IMHO to make compilation in ghci convenient the set of visible names from
compiled modules should not differ that much from names visible from
interpreted modules. It's not nice that even Prelude names are not in
scope when the main module is compiled.

Especially if :c without parameters compiled the main module by default.

I understand that there are technical difficulties of inavailability of
the source context inside compiled modules. One can emulate a better
behavior by writing a module consisting of appropriate imports, so why
ghci can't do that for me? Let's try to see how it could look like.

Unqualified names in scope are drawn from three sources:

1. Names exported by a set of modules chosen by the user. Modules can be
   individually added to and removed from this set. Probably the full
   power of imports should be supported:
       :import Module
       :import Module (foo, bar)
       :import Module hiding (bar, baz)
       :import Module as M -- Perhaps not needed because qualified names
                           -- are managed in a different way.

   Mentioning the same module twice combines the two effects, as for
   imports in the source. Prelude is implicitly in this set except if it
   is included explicitly, as for imports in the source.

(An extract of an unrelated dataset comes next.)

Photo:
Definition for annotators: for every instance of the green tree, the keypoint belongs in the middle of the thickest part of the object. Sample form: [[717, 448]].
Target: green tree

There is also
       :unimport Module
   and a way to display the active imports.

2. All top level definitions and things imported by a chosen source
   module (i.e. names available inside it), if one is chosen; it must be
   possible to forget it. When the user chooses a module for which both
   the source and *.o is available, the module is interpreted. It's
   impossible to choose a module without the source.

   Although it would make sense to allow more than one module available
   this way, it should probably be simplified to be at most one,
   i.e. choosing some forgets the previous one.

   Using unqualified ambiguous names coming from combined 1. and 2. is
   an error.

   Note that the module in 2. needs not to be present in the set of 1.
   Particularly when the chosen module reexports some variables qualified
   and doesn't have them available unqualified, they are not available.

3. Variables bound interactively. I'm not sure when they should be
   forgotten. If choosing another module in 2. must forget them due to
   some technical reasons, then ok, but I would prefer to forget them
   explicitly (not necessarily individually). These definitions cover
   other things with the same names, as if we were inside a 'do' block.